UNITED STATES DISTRICT COURT FOR THE MIDDLE DISTRICT OF GEORGIA ATHENS DIVISION
Jun 27, 2012
CASE NO. 3:11-CV-157 (CDL) (M.D. Ga. Jun. 27, 2012)

Opinion

CASE NO. 3:11-CV-157 (CDL)

06-27-2012

MERIAL LIMITED, and MERIAL SAS, Plaintiffs, Counterclaim Defendants, v. VELCERA, INC., and FIDOPHARM, INC., Defendants, Counterclaim Plaintiffs.


ORDER

Merial Limited and Merial SAS (collectively "Merial") filed this action against Defendants Velcera, Inc. and FidoPharm Inc. (collectively "Velcera"), asserting claims under the Lanham Act, 15 U.S.C. § 1125, and under Georgia law. Velcera responded by filing a Counterclaim against Merial for false or misleading advertising under § 43(a) of the Lanham Act, 15 U.S.C. § 1125(a), and for deceptive trade practices under Georgia law.
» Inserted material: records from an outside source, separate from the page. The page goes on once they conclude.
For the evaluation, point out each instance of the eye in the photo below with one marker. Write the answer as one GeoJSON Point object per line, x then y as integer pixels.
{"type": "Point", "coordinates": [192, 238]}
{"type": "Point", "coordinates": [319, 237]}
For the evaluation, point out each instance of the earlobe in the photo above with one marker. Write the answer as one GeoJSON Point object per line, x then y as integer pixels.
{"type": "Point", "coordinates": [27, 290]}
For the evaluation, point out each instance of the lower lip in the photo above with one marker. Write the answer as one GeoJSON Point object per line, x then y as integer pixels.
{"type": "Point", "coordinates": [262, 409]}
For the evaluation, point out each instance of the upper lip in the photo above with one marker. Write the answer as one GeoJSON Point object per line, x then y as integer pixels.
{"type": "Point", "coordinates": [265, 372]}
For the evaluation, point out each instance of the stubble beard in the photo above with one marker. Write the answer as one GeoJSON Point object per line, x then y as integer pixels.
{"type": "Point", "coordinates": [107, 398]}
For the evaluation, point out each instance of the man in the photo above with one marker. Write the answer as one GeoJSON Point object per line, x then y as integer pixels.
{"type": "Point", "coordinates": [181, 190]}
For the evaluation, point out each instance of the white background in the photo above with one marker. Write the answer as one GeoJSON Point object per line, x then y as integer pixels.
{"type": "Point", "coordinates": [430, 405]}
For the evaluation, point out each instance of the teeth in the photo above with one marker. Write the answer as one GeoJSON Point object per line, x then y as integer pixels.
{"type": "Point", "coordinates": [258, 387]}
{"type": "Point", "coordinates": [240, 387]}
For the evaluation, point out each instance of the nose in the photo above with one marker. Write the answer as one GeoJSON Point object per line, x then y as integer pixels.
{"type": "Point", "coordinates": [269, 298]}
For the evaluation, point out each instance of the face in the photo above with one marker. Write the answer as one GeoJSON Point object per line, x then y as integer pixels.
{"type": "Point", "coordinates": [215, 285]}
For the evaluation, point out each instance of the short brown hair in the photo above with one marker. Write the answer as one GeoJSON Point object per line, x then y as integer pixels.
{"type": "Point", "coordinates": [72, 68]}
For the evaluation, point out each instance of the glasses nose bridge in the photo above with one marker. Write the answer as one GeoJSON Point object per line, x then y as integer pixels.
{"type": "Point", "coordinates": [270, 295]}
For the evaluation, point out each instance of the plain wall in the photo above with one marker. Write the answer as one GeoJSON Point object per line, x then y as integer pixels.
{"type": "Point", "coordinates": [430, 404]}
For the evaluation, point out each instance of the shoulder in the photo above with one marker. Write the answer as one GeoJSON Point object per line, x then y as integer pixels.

Presently pending before the Court are Merial's Motion to Dismiss Defendants' Counterclaims based on lack of standing and failure to state a claim (ECF No. 24), Merial's Motion for Protective Order to Stay Discovery on Velcera's Counterclaims (ECF No. 41), and Velcera's Motion to Compel and in the Alternative Motion to Amend Scheduling Order (ECF No. 44). For the following reasons, Merial's motion to dismiss (ECF No. 24) is denied; Merial's motion for protective order (ECF No. 41) is denied as moot in light of the denial of the motion to dismiss; and Velcera's motion to compel and amend scheduling order (ECF No. 44) is likewise denied as moot given the rulings which follow.

DISCUSSION

Merial's "facial attack on the [Counterclaims] [for lack of standing] requires the court merely to look and see if [Velcera] has sufficiently alleged a basis of [standing], and the allegations in [the Counterclaims] are taken as true for the purposes of the motion." Stalley ex. rel. United States v. Orlando Reg'l Healthcare Sys., Inc., 524 F.3d 1229, 1232-33 (11th Cir. 2008) (per curiam) (internal quotation marks omitted); see also Phoenix of Broward, Inc. v. McDonald's Corp., 489 F.3d 1156, 1161 (11th Cir. 2007) (noting that on a motion to dismiss for lack of prudential standing, courts "tak[e] as true the facts as they are alleged in the complaint."). When considering Merial's 12(b)(6) motion to dismiss, the Court must accept as true all facts set forth in the Counterclaims and limit its consideration to the pleadings and exhibits attached thereto. Bell Atl. Corp. v. Twombly, 550 U.S. 544, 556 (2007); Wilchombe v. TeeVee Toons, Inc., 555 F.3d 949, 959 (11th Cir. 2009). "To survive a motion to dismiss, a [counterclaim] must contain sufficient factual matter, accepted as true, to 'state a claim to relief that is plausible on its face.'" Ashcroft v. Iqbal, 556 U.S. 662, 678 (quoting Twombly, 550 U.S. at 570). The Counterclaims must include sufficient factual allegations "to raise a right to relief above the speculative level." Twombly, 550 U.S. at 555. "[A] formulaic recitation of the elements of a cause of action will not do[.]" Id. Although the Counterclaims must contain factual allegations that "raise a reasonable expectation that discovery will reveal evidence of" Velcera's claims, id. at 556, "Rule 12(b)(6) does not permit dismissal of a well-pleaded [counterclaim] simply because ‘it strikes a savvy judge that actual proof of those facts is improbable,'" Watts v. Fla. Int'l Univ., 495 F.3d 1289, 1295 (11th Cir. 2007) (quoting Twombly, 550 U.S. at 556).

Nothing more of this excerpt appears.